私と同世代を生きて、その日中の歴史のど真ん中で苦闘してきた前中国大使・宮本さんが、じつに精緻に日中の政治・社会や人心の動きの変化を描いている。貴重だ。その場面、場面にいた私としても、その場がいかに重要であったかを改めて感じ入った。
2008年の第二次共同声明で、日本と中国は「戦略的互恵関係」の時代に入り、世界の中の日中関係となった。当然、歴史問題は消え去ることのないテーマだが、新たな段階に入った。中国の経済発展は、心の余裕をもたらしたが、世界の中での役割りという新たな課題や国内格差の問題が生じ、日本では社会の沈滞感が中国に対する厳しい目を生み出している。新たな未来志向の協力関係が築かれるには、たゆまぬ努力が必要とされる。
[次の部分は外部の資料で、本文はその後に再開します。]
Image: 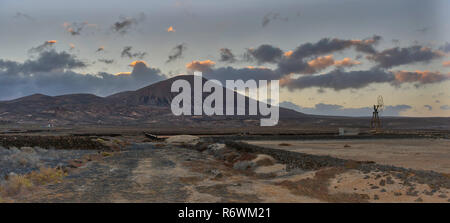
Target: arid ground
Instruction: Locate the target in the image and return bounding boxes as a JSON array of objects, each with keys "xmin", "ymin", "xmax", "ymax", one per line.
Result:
[{"xmin": 0, "ymin": 128, "xmax": 450, "ymax": 202}]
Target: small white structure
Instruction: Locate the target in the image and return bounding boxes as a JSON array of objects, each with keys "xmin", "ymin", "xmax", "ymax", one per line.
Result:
[{"xmin": 339, "ymin": 128, "xmax": 359, "ymax": 136}]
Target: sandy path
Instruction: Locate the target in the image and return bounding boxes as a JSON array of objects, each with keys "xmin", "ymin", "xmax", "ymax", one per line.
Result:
[{"xmin": 246, "ymin": 139, "xmax": 450, "ymax": 173}]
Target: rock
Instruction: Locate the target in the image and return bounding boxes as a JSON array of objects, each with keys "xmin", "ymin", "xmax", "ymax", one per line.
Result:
[
  {"xmin": 166, "ymin": 135, "xmax": 200, "ymax": 145},
  {"xmin": 20, "ymin": 146, "xmax": 35, "ymax": 153},
  {"xmin": 406, "ymin": 190, "xmax": 419, "ymax": 197},
  {"xmin": 252, "ymin": 154, "xmax": 275, "ymax": 166},
  {"xmin": 9, "ymin": 146, "xmax": 20, "ymax": 153},
  {"xmin": 207, "ymin": 143, "xmax": 226, "ymax": 159},
  {"xmin": 233, "ymin": 160, "xmax": 256, "ymax": 170}
]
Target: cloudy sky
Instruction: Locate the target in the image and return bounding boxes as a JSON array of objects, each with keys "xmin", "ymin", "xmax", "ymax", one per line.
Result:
[{"xmin": 0, "ymin": 0, "xmax": 450, "ymax": 117}]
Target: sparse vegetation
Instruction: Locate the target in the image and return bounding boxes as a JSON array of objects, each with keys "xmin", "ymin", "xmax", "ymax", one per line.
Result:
[
  {"xmin": 0, "ymin": 167, "xmax": 66, "ymax": 197},
  {"xmin": 278, "ymin": 167, "xmax": 369, "ymax": 202}
]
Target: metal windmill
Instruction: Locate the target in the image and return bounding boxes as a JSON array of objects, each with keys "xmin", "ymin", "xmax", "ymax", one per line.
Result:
[{"xmin": 370, "ymin": 95, "xmax": 384, "ymax": 131}]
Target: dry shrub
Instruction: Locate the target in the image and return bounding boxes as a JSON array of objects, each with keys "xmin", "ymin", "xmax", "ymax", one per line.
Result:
[
  {"xmin": 2, "ymin": 175, "xmax": 33, "ymax": 196},
  {"xmin": 235, "ymin": 152, "xmax": 256, "ymax": 162},
  {"xmin": 101, "ymin": 151, "xmax": 112, "ymax": 157},
  {"xmin": 28, "ymin": 167, "xmax": 67, "ymax": 186},
  {"xmin": 344, "ymin": 160, "xmax": 361, "ymax": 169}
]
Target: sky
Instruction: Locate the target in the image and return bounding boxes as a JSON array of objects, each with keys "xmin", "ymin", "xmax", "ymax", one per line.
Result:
[{"xmin": 0, "ymin": 0, "xmax": 450, "ymax": 117}]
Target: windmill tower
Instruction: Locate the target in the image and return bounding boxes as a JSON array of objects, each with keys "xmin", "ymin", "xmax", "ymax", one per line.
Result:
[{"xmin": 370, "ymin": 95, "xmax": 384, "ymax": 132}]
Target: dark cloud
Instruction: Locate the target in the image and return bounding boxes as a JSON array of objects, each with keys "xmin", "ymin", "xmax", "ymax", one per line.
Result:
[
  {"xmin": 367, "ymin": 45, "xmax": 442, "ymax": 68},
  {"xmin": 219, "ymin": 48, "xmax": 236, "ymax": 63},
  {"xmin": 0, "ymin": 52, "xmax": 165, "ymax": 100},
  {"xmin": 393, "ymin": 71, "xmax": 450, "ymax": 85},
  {"xmin": 63, "ymin": 22, "xmax": 88, "ymax": 36},
  {"xmin": 98, "ymin": 59, "xmax": 114, "ymax": 64},
  {"xmin": 120, "ymin": 46, "xmax": 147, "ymax": 59},
  {"xmin": 280, "ymin": 101, "xmax": 412, "ymax": 117},
  {"xmin": 245, "ymin": 44, "xmax": 283, "ymax": 64},
  {"xmin": 0, "ymin": 50, "xmax": 87, "ymax": 74},
  {"xmin": 416, "ymin": 27, "xmax": 430, "ymax": 33},
  {"xmin": 203, "ymin": 67, "xmax": 281, "ymax": 83},
  {"xmin": 261, "ymin": 12, "xmax": 289, "ymax": 27},
  {"xmin": 281, "ymin": 69, "xmax": 395, "ymax": 90},
  {"xmin": 166, "ymin": 43, "xmax": 186, "ymax": 63},
  {"xmin": 186, "ymin": 60, "xmax": 216, "ymax": 73},
  {"xmin": 112, "ymin": 13, "xmax": 145, "ymax": 34},
  {"xmin": 28, "ymin": 40, "xmax": 57, "ymax": 53}
]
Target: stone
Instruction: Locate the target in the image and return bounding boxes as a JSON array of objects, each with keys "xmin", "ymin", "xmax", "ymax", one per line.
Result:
[{"xmin": 166, "ymin": 135, "xmax": 200, "ymax": 145}]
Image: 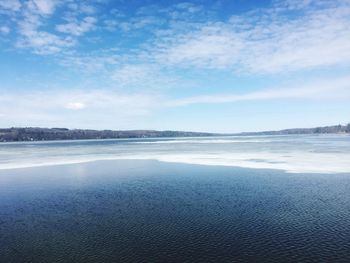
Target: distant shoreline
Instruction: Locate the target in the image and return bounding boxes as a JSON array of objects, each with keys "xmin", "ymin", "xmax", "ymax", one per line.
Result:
[{"xmin": 0, "ymin": 123, "xmax": 350, "ymax": 142}]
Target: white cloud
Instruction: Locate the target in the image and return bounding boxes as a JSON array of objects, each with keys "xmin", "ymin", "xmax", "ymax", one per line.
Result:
[
  {"xmin": 0, "ymin": 26, "xmax": 11, "ymax": 35},
  {"xmin": 167, "ymin": 77, "xmax": 350, "ymax": 107},
  {"xmin": 0, "ymin": 89, "xmax": 159, "ymax": 128},
  {"xmin": 0, "ymin": 0, "xmax": 22, "ymax": 11},
  {"xmin": 32, "ymin": 0, "xmax": 58, "ymax": 15},
  {"xmin": 56, "ymin": 16, "xmax": 97, "ymax": 36},
  {"xmin": 154, "ymin": 1, "xmax": 350, "ymax": 73},
  {"xmin": 65, "ymin": 102, "xmax": 86, "ymax": 110}
]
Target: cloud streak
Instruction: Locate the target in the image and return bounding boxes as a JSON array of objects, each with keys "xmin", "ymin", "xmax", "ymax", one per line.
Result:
[{"xmin": 168, "ymin": 77, "xmax": 350, "ymax": 107}]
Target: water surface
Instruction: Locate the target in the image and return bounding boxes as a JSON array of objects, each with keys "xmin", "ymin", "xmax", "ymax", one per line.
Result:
[{"xmin": 0, "ymin": 160, "xmax": 350, "ymax": 263}]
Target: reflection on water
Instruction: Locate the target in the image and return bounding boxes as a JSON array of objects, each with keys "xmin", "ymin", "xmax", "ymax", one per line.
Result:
[
  {"xmin": 0, "ymin": 160, "xmax": 350, "ymax": 263},
  {"xmin": 0, "ymin": 134, "xmax": 350, "ymax": 173}
]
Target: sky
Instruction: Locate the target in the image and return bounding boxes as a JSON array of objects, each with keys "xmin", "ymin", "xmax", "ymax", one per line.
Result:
[{"xmin": 0, "ymin": 0, "xmax": 350, "ymax": 132}]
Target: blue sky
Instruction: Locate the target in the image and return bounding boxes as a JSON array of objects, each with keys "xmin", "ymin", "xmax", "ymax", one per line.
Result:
[{"xmin": 0, "ymin": 0, "xmax": 350, "ymax": 132}]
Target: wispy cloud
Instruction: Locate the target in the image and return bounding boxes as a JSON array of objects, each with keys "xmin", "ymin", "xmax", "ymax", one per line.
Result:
[
  {"xmin": 167, "ymin": 77, "xmax": 350, "ymax": 107},
  {"xmin": 0, "ymin": 89, "xmax": 159, "ymax": 128},
  {"xmin": 0, "ymin": 26, "xmax": 11, "ymax": 35},
  {"xmin": 0, "ymin": 0, "xmax": 22, "ymax": 11},
  {"xmin": 56, "ymin": 16, "xmax": 97, "ymax": 36},
  {"xmin": 152, "ymin": 1, "xmax": 350, "ymax": 73}
]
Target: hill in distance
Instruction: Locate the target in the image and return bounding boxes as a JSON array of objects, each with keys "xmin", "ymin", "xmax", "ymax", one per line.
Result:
[{"xmin": 0, "ymin": 123, "xmax": 350, "ymax": 142}]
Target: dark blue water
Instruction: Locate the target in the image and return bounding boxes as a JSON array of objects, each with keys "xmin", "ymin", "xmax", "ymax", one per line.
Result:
[{"xmin": 0, "ymin": 160, "xmax": 350, "ymax": 263}]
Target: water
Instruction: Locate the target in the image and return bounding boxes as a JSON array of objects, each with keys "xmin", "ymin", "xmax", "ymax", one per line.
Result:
[
  {"xmin": 0, "ymin": 135, "xmax": 350, "ymax": 173},
  {"xmin": 0, "ymin": 160, "xmax": 350, "ymax": 263}
]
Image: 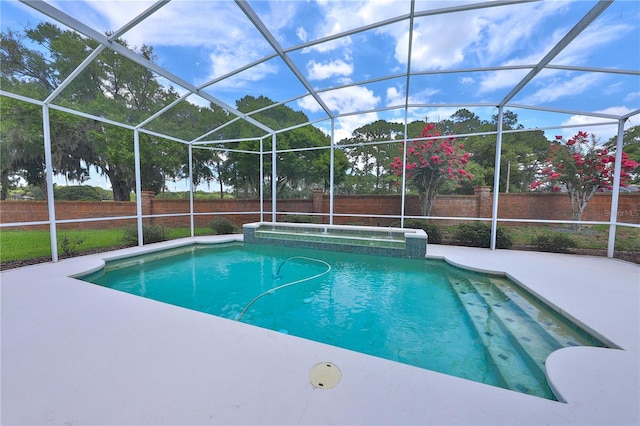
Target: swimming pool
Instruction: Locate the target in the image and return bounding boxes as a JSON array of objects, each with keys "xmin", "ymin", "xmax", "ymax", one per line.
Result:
[{"xmin": 81, "ymin": 243, "xmax": 602, "ymax": 399}]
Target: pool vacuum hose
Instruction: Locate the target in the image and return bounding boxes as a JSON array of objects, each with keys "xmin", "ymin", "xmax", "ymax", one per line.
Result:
[{"xmin": 236, "ymin": 256, "xmax": 331, "ymax": 321}]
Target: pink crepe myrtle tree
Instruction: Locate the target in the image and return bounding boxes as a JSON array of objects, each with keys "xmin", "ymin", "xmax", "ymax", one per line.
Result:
[
  {"xmin": 530, "ymin": 131, "xmax": 640, "ymax": 221},
  {"xmin": 391, "ymin": 123, "xmax": 473, "ymax": 216}
]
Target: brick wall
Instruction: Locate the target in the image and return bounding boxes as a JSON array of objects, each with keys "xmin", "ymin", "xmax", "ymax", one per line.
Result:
[{"xmin": 0, "ymin": 191, "xmax": 640, "ymax": 229}]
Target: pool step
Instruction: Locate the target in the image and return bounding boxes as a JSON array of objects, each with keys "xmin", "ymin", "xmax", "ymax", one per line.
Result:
[
  {"xmin": 462, "ymin": 278, "xmax": 564, "ymax": 378},
  {"xmin": 449, "ymin": 278, "xmax": 553, "ymax": 398},
  {"xmin": 489, "ymin": 277, "xmax": 596, "ymax": 347}
]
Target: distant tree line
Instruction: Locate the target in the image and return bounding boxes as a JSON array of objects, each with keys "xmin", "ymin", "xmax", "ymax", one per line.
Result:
[{"xmin": 0, "ymin": 23, "xmax": 640, "ymax": 201}]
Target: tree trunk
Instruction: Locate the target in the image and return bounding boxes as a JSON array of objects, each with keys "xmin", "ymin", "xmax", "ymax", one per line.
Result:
[{"xmin": 0, "ymin": 170, "xmax": 9, "ymax": 200}]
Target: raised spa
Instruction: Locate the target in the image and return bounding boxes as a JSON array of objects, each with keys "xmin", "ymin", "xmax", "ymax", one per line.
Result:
[{"xmin": 78, "ymin": 243, "xmax": 603, "ymax": 399}]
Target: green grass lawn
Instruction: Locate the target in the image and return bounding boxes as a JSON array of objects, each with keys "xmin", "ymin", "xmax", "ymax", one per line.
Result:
[
  {"xmin": 0, "ymin": 228, "xmax": 213, "ymax": 262},
  {"xmin": 0, "ymin": 225, "xmax": 640, "ymax": 262}
]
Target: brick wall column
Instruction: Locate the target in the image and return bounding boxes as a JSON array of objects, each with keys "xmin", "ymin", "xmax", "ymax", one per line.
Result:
[{"xmin": 473, "ymin": 186, "xmax": 493, "ymax": 217}]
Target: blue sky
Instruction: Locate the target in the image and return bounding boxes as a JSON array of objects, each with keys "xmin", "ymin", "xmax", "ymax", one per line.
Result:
[{"xmin": 0, "ymin": 0, "xmax": 640, "ymax": 190}]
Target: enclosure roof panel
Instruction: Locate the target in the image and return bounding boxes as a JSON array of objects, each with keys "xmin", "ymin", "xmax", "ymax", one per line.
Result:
[{"xmin": 0, "ymin": 0, "xmax": 640, "ymax": 139}]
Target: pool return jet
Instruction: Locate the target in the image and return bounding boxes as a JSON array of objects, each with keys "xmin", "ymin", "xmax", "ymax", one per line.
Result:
[{"xmin": 236, "ymin": 256, "xmax": 331, "ymax": 321}]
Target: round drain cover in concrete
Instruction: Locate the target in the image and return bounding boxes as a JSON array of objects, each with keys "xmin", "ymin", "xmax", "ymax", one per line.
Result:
[{"xmin": 309, "ymin": 362, "xmax": 342, "ymax": 389}]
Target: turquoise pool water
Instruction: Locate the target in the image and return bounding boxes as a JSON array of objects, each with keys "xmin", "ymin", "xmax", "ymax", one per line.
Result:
[{"xmin": 81, "ymin": 243, "xmax": 602, "ymax": 399}]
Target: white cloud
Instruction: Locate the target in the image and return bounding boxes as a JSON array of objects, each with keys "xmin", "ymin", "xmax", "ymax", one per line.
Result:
[
  {"xmin": 307, "ymin": 59, "xmax": 353, "ymax": 80},
  {"xmin": 320, "ymin": 86, "xmax": 380, "ymax": 114},
  {"xmin": 296, "ymin": 27, "xmax": 307, "ymax": 43},
  {"xmin": 624, "ymin": 90, "xmax": 640, "ymax": 102},
  {"xmin": 475, "ymin": 1, "xmax": 569, "ymax": 65},
  {"xmin": 70, "ymin": 1, "xmax": 278, "ymax": 86},
  {"xmin": 552, "ymin": 19, "xmax": 633, "ymax": 65},
  {"xmin": 385, "ymin": 86, "xmax": 440, "ymax": 106},
  {"xmin": 478, "ymin": 70, "xmax": 529, "ymax": 95},
  {"xmin": 523, "ymin": 74, "xmax": 602, "ymax": 105}
]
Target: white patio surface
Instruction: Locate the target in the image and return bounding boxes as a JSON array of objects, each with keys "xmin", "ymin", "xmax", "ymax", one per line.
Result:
[{"xmin": 0, "ymin": 237, "xmax": 640, "ymax": 425}]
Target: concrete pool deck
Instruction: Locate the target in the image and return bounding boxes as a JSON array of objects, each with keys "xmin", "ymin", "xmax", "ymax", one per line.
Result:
[{"xmin": 0, "ymin": 236, "xmax": 640, "ymax": 425}]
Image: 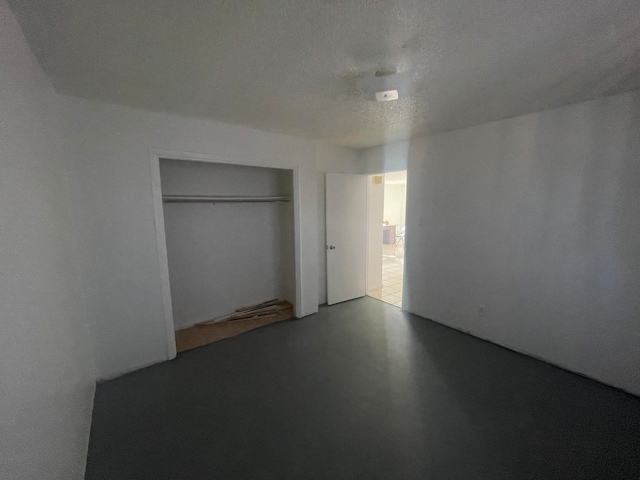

宮本さんは、中国の課題とともに、日本の再生、日本が世界から尊敬される大国であり続けることが「鍵」だという。軍事、安全保障面もだ。主権の護持という大義名分のもとで、最後は海上自衛隊と中国海軍が出て来ざるを得ないとしたら、衝突回避のためのメカニズムがない現状では、対立自体を避けるしかない。外交の知恵だが、それは人間の知恵と双方の深い理解あってのことだ。重層的な対話が不可欠だ。
それは経済も同じ。ソフトパワーを磨け。日本は過小評価されている。等身大の日本への深い議論をと言う。宮本さんならではの著書。